Principalmente il termine indica l'unità di misura di massa (o peso) utilizzata in alcuni ambiti commerciali specialmente di cultura anglosassone (convenzionalmente si fa riferimento alla libbra), anche se non fa parte del Sistema internazionale di unità di misura (SI). Esiste anche l'oncia liquida, unità di volume.
Il valore di riferimento non è sempre lo stesso, ma varia a seconda dell'ambito in cui si opera.

Origini storiche

Il termine fu introdotto dagli antichi Greci, i quali, avendo un sistema a base duodecimale, indicarono con questo termine una grandezza minima corrispondente alla dodicesima parte di una unità, sia come lunghezza sia come peso.
Anche i Romani l'adottarono chiamandola uncia e destinandola a identici usi.
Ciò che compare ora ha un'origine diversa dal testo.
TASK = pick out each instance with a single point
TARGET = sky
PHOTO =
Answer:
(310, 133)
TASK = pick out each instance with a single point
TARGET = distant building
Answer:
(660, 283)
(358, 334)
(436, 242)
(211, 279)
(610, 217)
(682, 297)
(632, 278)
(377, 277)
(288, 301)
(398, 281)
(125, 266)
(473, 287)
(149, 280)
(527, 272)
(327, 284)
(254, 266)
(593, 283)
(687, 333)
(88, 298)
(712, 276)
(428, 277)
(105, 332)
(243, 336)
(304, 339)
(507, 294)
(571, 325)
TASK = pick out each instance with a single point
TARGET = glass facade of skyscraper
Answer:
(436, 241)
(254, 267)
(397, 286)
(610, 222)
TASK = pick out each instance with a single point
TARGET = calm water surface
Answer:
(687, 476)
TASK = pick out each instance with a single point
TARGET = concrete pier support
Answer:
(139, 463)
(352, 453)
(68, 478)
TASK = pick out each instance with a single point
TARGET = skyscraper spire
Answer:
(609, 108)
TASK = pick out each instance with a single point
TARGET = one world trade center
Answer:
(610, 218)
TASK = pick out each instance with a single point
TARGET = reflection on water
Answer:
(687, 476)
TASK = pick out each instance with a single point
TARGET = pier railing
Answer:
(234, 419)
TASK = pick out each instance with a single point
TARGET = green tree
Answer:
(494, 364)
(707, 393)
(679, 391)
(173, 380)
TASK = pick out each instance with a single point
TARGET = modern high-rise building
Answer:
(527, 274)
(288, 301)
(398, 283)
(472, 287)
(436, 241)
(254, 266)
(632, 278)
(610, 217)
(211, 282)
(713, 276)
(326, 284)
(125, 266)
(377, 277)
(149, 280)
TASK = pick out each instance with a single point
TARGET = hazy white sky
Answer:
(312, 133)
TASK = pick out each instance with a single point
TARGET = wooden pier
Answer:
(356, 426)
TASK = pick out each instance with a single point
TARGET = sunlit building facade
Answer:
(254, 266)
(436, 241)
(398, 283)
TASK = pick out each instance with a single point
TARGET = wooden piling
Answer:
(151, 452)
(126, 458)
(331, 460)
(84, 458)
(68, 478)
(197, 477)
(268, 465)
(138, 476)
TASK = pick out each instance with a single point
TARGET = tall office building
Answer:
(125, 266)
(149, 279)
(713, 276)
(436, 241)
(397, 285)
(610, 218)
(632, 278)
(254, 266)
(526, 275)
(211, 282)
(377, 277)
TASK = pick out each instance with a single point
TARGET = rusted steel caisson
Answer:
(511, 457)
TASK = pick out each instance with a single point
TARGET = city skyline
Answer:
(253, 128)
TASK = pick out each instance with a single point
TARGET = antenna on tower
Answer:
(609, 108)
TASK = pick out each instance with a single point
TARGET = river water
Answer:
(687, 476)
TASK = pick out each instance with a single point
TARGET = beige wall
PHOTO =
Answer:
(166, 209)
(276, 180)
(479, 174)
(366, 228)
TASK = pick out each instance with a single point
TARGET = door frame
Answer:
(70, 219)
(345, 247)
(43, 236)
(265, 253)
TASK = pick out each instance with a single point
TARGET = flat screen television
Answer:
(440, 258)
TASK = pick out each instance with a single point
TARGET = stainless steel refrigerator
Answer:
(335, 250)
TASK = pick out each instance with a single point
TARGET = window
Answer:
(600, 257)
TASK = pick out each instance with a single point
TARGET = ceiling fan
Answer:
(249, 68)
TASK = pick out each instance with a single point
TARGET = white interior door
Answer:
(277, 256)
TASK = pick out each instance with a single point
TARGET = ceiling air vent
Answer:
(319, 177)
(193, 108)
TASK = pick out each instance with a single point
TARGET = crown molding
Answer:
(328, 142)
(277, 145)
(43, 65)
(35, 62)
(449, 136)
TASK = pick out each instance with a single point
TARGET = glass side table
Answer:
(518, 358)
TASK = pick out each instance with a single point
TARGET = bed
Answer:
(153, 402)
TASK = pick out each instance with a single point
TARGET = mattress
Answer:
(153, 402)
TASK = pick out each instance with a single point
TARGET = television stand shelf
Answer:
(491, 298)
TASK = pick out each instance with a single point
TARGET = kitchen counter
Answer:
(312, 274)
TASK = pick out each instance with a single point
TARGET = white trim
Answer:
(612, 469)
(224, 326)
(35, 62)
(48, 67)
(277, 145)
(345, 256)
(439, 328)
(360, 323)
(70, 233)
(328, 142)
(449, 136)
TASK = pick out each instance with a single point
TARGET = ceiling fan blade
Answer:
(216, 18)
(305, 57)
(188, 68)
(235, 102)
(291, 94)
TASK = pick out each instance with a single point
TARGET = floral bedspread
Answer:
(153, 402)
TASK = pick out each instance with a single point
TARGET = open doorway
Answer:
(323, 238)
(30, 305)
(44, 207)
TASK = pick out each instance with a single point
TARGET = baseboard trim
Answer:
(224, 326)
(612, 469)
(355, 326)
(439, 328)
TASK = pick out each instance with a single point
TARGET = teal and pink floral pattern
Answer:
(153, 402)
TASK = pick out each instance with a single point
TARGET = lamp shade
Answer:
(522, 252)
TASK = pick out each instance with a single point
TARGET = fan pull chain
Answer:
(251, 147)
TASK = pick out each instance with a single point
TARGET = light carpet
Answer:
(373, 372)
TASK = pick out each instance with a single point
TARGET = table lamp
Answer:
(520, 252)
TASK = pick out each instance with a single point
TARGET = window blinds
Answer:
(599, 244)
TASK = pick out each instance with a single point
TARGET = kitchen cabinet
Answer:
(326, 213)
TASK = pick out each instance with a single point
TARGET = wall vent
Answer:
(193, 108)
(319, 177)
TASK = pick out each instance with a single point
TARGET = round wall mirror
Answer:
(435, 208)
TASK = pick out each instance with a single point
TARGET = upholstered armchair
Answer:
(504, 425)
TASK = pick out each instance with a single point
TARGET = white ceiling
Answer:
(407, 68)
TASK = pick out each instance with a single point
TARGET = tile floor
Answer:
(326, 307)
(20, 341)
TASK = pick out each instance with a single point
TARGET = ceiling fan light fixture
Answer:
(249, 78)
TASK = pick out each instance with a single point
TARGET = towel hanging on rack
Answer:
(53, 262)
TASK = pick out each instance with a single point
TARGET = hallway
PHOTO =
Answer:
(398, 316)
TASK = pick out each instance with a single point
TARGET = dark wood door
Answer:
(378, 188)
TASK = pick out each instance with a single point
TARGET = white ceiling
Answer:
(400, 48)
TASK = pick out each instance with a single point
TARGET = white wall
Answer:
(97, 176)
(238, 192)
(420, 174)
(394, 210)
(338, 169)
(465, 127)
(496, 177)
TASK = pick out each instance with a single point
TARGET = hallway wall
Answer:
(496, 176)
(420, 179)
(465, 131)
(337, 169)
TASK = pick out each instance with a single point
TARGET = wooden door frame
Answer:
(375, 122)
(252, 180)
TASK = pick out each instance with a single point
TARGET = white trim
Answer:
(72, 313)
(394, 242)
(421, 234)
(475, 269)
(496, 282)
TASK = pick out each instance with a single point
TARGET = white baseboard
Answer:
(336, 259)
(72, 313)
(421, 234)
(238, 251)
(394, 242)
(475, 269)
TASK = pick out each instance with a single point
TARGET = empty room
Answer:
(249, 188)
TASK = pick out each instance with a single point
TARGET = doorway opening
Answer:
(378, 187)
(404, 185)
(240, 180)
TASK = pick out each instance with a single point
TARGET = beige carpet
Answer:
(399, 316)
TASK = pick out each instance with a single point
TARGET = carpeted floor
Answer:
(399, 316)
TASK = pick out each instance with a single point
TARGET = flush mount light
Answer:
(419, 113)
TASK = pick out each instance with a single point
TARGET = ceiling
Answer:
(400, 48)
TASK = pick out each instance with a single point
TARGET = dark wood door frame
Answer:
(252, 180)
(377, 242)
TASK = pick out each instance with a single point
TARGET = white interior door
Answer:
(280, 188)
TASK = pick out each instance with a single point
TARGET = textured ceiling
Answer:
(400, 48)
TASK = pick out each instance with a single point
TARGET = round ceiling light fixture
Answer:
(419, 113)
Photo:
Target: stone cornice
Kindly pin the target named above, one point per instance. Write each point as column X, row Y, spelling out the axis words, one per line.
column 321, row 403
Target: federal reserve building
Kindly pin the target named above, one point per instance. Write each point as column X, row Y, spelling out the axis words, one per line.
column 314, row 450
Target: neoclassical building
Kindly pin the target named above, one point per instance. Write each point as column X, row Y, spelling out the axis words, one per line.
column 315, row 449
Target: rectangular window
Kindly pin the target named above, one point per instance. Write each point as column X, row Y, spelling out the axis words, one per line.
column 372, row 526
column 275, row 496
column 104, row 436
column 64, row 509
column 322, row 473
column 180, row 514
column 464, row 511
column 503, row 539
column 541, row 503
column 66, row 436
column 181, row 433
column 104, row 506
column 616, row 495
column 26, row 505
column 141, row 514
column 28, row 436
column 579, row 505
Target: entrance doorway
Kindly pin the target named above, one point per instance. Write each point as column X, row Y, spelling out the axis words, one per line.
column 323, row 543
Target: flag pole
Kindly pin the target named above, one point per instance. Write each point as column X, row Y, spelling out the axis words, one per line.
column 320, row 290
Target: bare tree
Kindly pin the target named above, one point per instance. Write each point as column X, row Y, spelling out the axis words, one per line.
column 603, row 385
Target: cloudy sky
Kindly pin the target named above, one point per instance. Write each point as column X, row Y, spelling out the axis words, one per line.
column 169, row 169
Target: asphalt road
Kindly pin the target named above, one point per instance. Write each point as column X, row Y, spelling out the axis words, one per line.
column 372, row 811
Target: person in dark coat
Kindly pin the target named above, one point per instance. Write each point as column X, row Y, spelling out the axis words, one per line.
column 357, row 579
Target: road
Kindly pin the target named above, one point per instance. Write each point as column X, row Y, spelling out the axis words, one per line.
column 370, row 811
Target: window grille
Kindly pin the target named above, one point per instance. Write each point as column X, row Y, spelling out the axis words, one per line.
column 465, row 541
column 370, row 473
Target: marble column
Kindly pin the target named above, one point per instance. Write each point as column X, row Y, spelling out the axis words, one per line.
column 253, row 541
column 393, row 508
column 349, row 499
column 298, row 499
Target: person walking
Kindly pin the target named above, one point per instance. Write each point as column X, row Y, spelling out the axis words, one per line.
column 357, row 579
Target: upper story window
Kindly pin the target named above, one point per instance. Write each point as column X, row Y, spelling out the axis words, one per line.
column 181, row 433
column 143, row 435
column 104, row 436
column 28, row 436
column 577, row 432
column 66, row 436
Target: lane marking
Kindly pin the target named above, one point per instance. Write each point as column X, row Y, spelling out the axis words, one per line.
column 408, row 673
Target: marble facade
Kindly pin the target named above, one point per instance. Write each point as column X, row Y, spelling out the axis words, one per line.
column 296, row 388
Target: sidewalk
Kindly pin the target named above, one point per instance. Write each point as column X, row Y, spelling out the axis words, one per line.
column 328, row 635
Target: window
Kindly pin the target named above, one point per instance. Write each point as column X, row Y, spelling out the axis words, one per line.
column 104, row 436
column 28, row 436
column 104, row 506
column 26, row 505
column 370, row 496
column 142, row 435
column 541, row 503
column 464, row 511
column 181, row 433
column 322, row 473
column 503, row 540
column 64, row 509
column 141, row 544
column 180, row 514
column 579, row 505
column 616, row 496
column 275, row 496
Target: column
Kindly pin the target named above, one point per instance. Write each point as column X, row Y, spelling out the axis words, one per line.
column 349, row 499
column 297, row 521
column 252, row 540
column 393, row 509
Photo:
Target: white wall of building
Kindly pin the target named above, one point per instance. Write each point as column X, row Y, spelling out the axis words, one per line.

Dal momento che le unità metriche e ponderali, pur sotto il medesimo nome recavano valori differenti da luogo a luogo, pur indicando sempre la dodicesima parte di ogni grandezza assunta come unità (del piede, del palmo o del braccio, a seconda delle regioni), all'oncia corrispondevano valori diversi a seconda delle città nella quale era usata.
Come sottomultiplo delle unità di lunghezza, l'oncia indicava 1/12 del piede.
Così come sottomultiplo dell'unità di peso l'oncia indicava un dodicesimo della libbra; in Toscana prima dell'annessione al Regno d'Italia valeva 28,30 grammi. A Forlì, invece, a nord dell'Appennino, valeva 24 grammi. Nello stato veneziano, prima della sua caduta, l'oncia rappresentava la dodicesima parte dell'unità metrica del piede vicentino. A sua volta un'oncia era divisa in quattro minuti.
Once quadrate e cubiche furono applicate alla misura delle aree e dei volumi.

Uso attuale

L'oncia (ounce) è ancora utilizzata negli Stati Uniti, come retaggio del sistema imperiale britannico per misure di massa o di peso. In tale sistema sono stati storicamente attivi diversi riferimenti per la misura del peso. In particolare sopravvive il sistema avoirdupois in cui la libbra vale 453,59 grammi e quindi 1 oncia, pari a un sedicesimo (1/16) di libbra (pound), equivale a 28,35 grammi e si indica col simbolo oz.
È anche usata internazionalmente come unità di misura dai barman.
Tuttavia, per il commercio dei metalli preziosi è utilizzata in tutto il mondo l'oncia troy, che deriva dall'oncia del vecchio sistema "troy" in cui la libbra corrisponde a 373,24 grammi e l'oncia valeva un dodicesimo (1/12) di libbra. L'oncia troy dunque equivale a 31,1035 grammi e si indica col simbolo ozt.
Nei paesi anglosassoni in farmacia è usata l'oncia apothecaries' che corrisponde esattamente all'oncia troy. Quando è necessario distinguere l'oncia usata comunemente dall'oncia troy o apothecaries' si specifica oncia avoirdupois.

Oncia liquida

Esiste anche l'unità di misura di volume oncia fluida (fl oz), calcolato a partire dalle misure di gallone e pinta e in modo differente nel sistema inglese o americano. Solo per l'etichettatura degli alimenti negli Stati Uniti, il valore di un'oncia liquida è fissato esattamente a 30 ml.